Verkehrschaos im Gladbecker Norden soll verhindert werden
Ampelschaltung in Zweckel wird angepasst

Für die Zeit der Sperrung der Beethovenstraße soll die Ampelschaltung an der Kreuzung Tunnel-/Feldhauser Straße angepasst werden, um ein neuerliches Verkehrschaos zu vermeiden.
  • Für die Zeit der Sperrung der Beethovenstraße soll die Ampelschaltung an der Kreuzung Tunnel-/Feldhauser Straße angepasst werden, um ein neuerliches Verkehrschaos zu vermeiden.
  • Foto: SPD Zweckel
  • hochgeladen von Uwe Rath

Zweckel. Die erstmalige Sperrung der Beethovenstraße vor einigen Wochen war eine Art "Vorgeschmack" auf das, womit Verkehrsteilnehmern in Zweckel in den kommenden zwei Jahren rechnen müssen: Erhebliche Verkehrsbehinderungen und vor allen Dingen lange Staus auf den Umleitungsstrecken, wobei hiervon besonders der Bereich der Tunnelstraße zwischen Arenberg- und Feldhauser Straße betroffen sein dürfte.

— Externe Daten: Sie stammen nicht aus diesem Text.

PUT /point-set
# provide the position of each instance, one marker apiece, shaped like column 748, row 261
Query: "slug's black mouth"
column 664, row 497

Auch beim SPD-Ortsverein Zweckel gingen Beschwerden betroffener Bürger ein. Immer wieder wurde eine veränderte Ampelschaltung im Kreuzungsbereich Tunnel-/Feldhauser Straße gefordert. Und die Genossen aus dem Stadtnorden machten sich denn auch für eine "verträgliche Lösung" stark.

Die Bemühungen der Sozialdemokraten waren tatsächlich erfolgreich. "Um der längerfristigen Umleitungsstrecke über die Feldhauser Straße nach der jetzigen erneuten Sperrung der Brücke und dem damit verbundenen erhöhten Verkehrsaufkommen im Kreuzungsbereich zu begegnen, wird die Ampelschaltung den neuen Bedürfnissen angepasst," freut sich denn auch der SPD-Ortsvereinsvorsitzende Norbert Dyhringer. Der entsprechende Auftrag sei von der Stadt Gladbeck bereits vergeben worden, so Dyhringer.

Aus der Sicht der SPD aus Zweckeler Sicht ebenfalls "erfreulich" sei auch die Zustimmung der Deutschen Bahn, die Abrissarbeiten in einer Großaktion an nur einem Wochenende durchzuführen. Diese Arbeiten sollen vom 28. bis 30. Juni durchgeführt werden. "Dadurch kann eine Vielzahl von kürzeren nächtlichen Arbeitseinsätzen und die damit verbundenen Lärmbelästigungen für die direkten Anwohner verhindert werden," freut sich Dyhringer abschließend.